I’d been hearing such good things about The Cactus by Sarah Haywood that I broke my own self-imposed Netgalley ban and successfully requested a copy of the book, only to discover when I was sorting out some unread books from my TBR that lovely Alice Herbert at John Murrays and Two Roads Books had already sent me a beautiful hard backed copy a year ago and I had bought another copy when it came out in paperback! Consequently, I thought it was about time I got round to reading The Cactus and reviewing it.
The Cactus is available for purchase here.
It’s never too late to bloom … People aren’t sure what to make of Susan Green – family and colleagues find her prickly and hard to understand, but Susan makes perfect sense to herself.
Age 45, she thinks her life is perfect, as long as she avoids her feckless brother, Edward – a safe distance away in Birmingham. She has a London flat which is ideal for one; a job that suits her passion for logic; and a personal arrangement providing cultural and other, more intimate, benefits.
Yet suddenly faced with the loss of her mother and, implausibly, with the possibility of becoming a mother herself, Susan’s greatest fear is being realised: she is losing control. And things can only get worse … at least in Susan’s eyes.
My Review of The Cactus
Susan enjoys life on her own controlling terms, but life has a habit of misbehaving.
I so enjoyed The Cactus because every word I read could have been spoken by someone I know well. As a result, The Cactus made me grin inanely the whole time I was reading – or rather, listening to what Susan had to say, as it seemed as if she were speaking directly to me in conversation.
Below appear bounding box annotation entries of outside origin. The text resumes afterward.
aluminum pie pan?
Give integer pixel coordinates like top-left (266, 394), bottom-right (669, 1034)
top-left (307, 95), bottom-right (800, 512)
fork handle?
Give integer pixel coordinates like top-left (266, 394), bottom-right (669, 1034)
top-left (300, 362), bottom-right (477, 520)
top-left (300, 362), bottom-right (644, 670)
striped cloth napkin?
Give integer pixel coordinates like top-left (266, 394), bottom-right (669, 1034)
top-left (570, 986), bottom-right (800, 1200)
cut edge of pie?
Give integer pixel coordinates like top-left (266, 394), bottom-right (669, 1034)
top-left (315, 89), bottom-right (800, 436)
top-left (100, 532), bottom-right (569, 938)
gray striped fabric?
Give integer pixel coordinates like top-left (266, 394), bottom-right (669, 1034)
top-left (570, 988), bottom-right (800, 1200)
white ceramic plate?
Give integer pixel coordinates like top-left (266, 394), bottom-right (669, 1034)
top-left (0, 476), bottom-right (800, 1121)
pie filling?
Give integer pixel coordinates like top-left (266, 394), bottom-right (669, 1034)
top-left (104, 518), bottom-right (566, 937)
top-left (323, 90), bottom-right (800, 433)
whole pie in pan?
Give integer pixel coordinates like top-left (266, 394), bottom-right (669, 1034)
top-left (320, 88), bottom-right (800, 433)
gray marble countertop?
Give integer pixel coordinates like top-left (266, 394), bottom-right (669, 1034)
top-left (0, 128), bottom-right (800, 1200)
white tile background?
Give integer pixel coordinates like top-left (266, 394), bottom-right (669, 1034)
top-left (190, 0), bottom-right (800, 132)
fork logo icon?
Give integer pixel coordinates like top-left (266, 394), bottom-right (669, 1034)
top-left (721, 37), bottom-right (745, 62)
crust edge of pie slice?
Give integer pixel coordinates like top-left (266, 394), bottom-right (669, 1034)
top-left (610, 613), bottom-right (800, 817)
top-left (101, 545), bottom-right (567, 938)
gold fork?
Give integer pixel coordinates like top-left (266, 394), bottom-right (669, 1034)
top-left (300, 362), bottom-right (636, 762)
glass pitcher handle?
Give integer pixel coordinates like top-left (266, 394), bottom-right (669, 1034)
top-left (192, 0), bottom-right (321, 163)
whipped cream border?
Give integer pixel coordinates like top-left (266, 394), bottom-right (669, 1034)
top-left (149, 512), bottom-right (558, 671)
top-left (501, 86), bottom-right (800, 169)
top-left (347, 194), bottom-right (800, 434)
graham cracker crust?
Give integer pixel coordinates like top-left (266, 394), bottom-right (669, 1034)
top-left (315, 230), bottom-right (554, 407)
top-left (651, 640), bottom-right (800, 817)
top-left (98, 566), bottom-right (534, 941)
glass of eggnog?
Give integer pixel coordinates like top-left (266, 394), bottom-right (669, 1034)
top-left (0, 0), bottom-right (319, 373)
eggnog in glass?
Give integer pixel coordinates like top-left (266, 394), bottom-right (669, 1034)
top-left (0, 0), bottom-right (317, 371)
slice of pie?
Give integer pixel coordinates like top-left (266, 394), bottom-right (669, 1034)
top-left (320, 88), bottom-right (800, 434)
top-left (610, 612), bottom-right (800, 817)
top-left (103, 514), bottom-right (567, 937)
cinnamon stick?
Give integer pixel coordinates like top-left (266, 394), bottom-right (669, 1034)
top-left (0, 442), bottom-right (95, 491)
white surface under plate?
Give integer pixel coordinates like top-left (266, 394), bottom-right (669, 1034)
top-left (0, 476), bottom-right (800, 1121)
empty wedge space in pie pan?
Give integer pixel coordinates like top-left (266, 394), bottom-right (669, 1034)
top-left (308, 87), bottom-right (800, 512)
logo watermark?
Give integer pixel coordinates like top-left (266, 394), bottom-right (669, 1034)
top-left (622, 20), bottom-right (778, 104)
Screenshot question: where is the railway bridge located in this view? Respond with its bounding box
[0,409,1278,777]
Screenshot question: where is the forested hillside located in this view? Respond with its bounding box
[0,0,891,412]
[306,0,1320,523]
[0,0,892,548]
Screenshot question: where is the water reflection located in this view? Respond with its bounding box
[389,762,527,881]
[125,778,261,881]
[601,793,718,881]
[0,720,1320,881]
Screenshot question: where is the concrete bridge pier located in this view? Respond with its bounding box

I found it very funny and, ultimately, quite moving too.
The Cactus is a brilliantly ascerbic insight into Susan’s life told with the wit and intelligence of a modern Jane Austen in Sarah Haywood’s writing. I thought it was so entertaining. Cleverly plotted, in The Cactus Susan has to learn that life may not always conform to her stringent, and to her, perfectly logical, demands. She cannot simply rearrange things for the best possible outcome as she might the cacti on her desk. The analogy between her personality and the cacti was so perfect. I didn’t much like the prickly, forthright, and occasionally vindictive Susan initially even if I found myself agreeing with her more often than I might like to admit, but the more she ‘spoke’ to me, the more I came to love her. And I genuinely do find it difficult to think of Susan as a character in a fiction and not a real person. She’s such a striking and vivid individual. I actually felt quite envious of her at times. I’d love some of that unwavering confidence in her own self-worth and rightness that she displays in the early part of the story. Indeed, it is evidence of the quality of Sarah Haywood’s writing that I didn’t like her protagonist at all to begin with but I couldn’t stop reading about her. I felt compelled to find out what happened to Susan.
The plot of this novel is so believable so that the themes of identity, relationships, nature and nurture, belonging and isolation in The Cactus elevate it from an amusing and entertaining read to a book that also shines a light on what makes us who we are. Along with cacti, Sarah Heywood illustrates that people also have the ability to thrive and bloom given the right conditions.
I suspect Susan’s character will divide readers of The Cactus, but I thought she was brilliantly depicted, utterly believable and I adored meeting her through Sarah Heyward’s adept and accomplished writing. I really recommend The Cactus.
About Sarah Haywood
Sarah Haywood was born in Birmingham. After studying Law, she worked in London and Birkenhead as a solicitor, in Toxteth as an advice worker, and in Manchester as an investigator of complaints about lawyers. She has an MA in Creative Writing from Manchester Metropolitan University, and lives in Liverpool with her husband, two sons and two ginger cats.